File Photo: Tunisian soldiers gather near the border with Algeria around Mount Chaambi, western Tunisia August 2, 2013 (Photo: Reuters)
A landmine killed a Tunisian army officer on Monday in the Mount Chaambi border region, where security forces have for months been hunting Al-Qaeda linked militants, the defence ministry said.
Captain Youssef Dridi, a military engineer, died in the blast, which occurred at the end of an "operational mission" and which lightly injured another soldier, the official TAP news agency quoted the ministry spokesman as saying.
Since last December, the security forces have been tracking jihadists holed up in the remote Mount Chaambi region that straddles the Algerian border.
The area has been mined with homemade bombs, which are thought to have killed more than 15 soldiers and police so far this year, while a number of militants have also been killed by the Tunisian forces.
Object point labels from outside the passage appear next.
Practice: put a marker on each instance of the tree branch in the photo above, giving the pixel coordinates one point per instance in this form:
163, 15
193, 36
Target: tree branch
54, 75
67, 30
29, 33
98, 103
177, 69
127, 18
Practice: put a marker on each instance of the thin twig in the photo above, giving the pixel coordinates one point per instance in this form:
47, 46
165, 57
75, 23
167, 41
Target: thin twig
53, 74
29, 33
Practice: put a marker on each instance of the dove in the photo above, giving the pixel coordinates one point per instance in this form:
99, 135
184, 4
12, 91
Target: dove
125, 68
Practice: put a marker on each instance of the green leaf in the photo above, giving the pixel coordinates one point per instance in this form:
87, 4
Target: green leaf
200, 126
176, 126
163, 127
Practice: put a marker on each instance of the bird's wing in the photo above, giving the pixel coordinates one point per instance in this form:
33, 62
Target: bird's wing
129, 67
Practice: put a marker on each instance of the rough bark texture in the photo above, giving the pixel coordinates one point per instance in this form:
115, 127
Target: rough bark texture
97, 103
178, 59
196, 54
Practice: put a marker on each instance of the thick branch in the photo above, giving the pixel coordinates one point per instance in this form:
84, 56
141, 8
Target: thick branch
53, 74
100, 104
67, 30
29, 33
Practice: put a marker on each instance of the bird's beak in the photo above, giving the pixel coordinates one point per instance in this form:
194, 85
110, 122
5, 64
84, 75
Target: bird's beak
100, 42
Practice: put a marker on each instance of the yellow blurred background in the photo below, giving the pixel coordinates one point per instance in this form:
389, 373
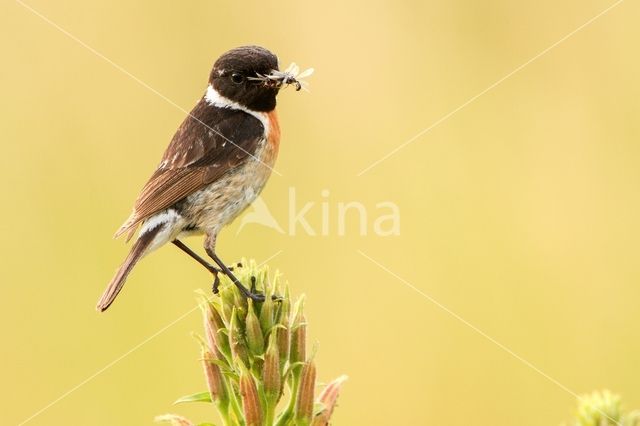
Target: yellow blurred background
519, 212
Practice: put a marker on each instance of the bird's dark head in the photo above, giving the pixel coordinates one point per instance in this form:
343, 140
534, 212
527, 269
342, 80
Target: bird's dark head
248, 75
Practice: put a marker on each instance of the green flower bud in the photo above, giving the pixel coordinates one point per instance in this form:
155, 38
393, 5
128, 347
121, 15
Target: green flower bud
271, 372
236, 339
255, 338
215, 380
298, 350
250, 400
305, 397
214, 326
267, 314
328, 399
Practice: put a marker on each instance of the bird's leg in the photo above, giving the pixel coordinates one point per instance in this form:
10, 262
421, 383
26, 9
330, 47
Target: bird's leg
215, 271
182, 246
209, 245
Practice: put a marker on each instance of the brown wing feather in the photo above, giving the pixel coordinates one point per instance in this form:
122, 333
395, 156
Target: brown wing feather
210, 142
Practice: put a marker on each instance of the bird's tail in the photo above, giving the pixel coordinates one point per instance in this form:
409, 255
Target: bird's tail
137, 251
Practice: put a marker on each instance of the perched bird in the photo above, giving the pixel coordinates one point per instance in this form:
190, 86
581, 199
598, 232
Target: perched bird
216, 164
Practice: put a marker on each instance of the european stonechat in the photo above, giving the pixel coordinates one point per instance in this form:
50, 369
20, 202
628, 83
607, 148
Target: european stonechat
215, 166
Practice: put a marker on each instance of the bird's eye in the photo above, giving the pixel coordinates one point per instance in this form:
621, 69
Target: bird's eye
237, 78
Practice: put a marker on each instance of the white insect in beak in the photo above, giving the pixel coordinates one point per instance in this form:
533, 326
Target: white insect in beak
291, 75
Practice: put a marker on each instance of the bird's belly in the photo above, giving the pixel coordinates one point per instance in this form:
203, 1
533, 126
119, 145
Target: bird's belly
213, 207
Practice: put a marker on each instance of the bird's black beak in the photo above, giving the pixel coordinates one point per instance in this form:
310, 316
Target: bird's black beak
278, 79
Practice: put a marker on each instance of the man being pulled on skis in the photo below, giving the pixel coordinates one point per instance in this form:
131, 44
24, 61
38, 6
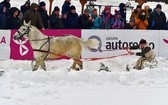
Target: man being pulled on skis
146, 54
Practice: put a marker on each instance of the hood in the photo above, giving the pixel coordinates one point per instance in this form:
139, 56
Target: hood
1, 8
12, 10
144, 11
121, 5
33, 5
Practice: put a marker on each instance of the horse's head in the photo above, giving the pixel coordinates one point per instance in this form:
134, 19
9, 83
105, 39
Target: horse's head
22, 31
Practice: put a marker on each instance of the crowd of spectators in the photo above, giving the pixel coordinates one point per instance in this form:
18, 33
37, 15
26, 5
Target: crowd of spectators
68, 18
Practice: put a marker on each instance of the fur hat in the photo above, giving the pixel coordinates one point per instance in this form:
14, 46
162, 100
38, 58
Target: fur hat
142, 41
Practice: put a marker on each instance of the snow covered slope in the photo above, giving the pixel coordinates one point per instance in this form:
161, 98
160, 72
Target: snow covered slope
103, 2
20, 86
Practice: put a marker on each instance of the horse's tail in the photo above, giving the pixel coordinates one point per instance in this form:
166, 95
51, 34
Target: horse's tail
91, 43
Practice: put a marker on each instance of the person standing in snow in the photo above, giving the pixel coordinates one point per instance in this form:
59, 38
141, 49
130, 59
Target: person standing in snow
33, 16
146, 54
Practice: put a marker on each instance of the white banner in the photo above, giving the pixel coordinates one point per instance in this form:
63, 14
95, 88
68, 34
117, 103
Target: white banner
112, 42
5, 36
163, 41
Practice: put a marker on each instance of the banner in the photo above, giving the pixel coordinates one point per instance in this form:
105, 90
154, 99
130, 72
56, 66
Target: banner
113, 42
5, 44
22, 50
163, 41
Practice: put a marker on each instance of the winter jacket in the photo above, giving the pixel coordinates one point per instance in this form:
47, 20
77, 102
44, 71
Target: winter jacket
24, 8
56, 22
135, 14
44, 17
65, 7
146, 52
2, 18
122, 11
118, 24
96, 23
159, 20
84, 22
6, 4
142, 22
71, 21
34, 17
107, 20
13, 22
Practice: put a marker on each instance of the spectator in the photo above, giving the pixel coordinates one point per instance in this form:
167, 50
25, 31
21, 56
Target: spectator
71, 19
43, 14
66, 6
97, 22
141, 22
33, 16
25, 7
146, 54
2, 17
107, 19
85, 21
131, 24
122, 10
118, 22
159, 18
56, 20
150, 19
135, 14
6, 3
13, 21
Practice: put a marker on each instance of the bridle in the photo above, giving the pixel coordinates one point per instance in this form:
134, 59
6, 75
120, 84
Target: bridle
26, 32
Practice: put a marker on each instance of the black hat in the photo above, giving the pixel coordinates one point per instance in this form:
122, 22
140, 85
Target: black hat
42, 4
158, 6
72, 7
138, 6
142, 41
56, 8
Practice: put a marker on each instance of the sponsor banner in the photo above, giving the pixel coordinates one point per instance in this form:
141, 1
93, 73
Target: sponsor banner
5, 37
5, 44
113, 42
163, 44
4, 52
22, 50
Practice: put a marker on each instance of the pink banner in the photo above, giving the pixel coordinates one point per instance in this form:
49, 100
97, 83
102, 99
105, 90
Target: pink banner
22, 50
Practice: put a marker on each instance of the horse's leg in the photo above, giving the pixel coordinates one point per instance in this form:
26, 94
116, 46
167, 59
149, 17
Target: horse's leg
39, 62
42, 63
79, 63
73, 65
36, 66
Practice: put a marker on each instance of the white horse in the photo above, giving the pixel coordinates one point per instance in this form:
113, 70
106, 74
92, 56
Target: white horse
53, 47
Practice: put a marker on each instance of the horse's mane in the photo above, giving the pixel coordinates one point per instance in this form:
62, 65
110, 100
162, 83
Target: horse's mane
35, 33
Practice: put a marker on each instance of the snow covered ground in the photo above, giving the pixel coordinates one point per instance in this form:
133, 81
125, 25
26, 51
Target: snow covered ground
20, 86
57, 86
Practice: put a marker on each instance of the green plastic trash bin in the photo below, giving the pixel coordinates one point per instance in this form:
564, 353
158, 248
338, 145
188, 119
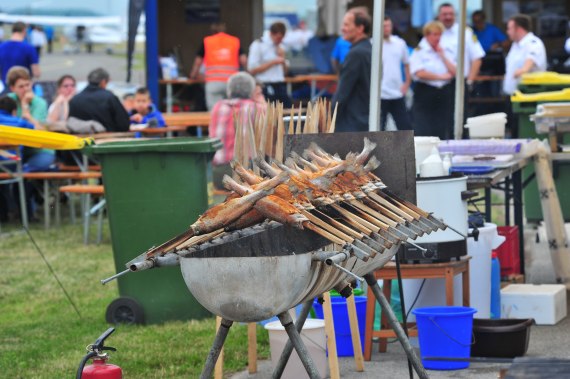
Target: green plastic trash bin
154, 190
523, 106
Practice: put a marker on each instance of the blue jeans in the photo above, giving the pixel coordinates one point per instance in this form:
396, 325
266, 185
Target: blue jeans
40, 161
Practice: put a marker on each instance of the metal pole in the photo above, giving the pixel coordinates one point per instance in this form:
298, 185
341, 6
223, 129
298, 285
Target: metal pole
459, 73
216, 348
376, 65
299, 345
401, 290
288, 349
373, 284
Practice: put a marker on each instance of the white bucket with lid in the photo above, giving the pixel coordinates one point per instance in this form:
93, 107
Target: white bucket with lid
423, 147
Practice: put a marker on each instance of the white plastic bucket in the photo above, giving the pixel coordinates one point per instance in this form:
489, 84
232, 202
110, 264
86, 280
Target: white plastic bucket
313, 335
423, 146
443, 198
480, 268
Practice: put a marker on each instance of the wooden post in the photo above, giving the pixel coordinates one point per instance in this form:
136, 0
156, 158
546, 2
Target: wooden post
331, 343
219, 369
355, 333
252, 347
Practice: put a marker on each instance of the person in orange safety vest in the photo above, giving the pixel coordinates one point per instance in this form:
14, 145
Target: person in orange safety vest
222, 56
But the defence ministry has admitted it lacks the resources to comprehensively defeat the group.
Since the 2011 revolution that toppled Zine El Abidine Ben Ali and ignited the Arab Spring, Tunisia has been rocked by violence blamed on radical Islamist groups who had been suppressed under the former dictator, with the attacks multiplying in recent months.
The authorities blame Ansar al-Sharia, Tunisia's main Salafist movement, which they have branded a "terrorist organisation" with ties to Al-Qaeda. They have also implicated the group in the killing of two opposition politicians this year.
The group has always denied resorting to violence.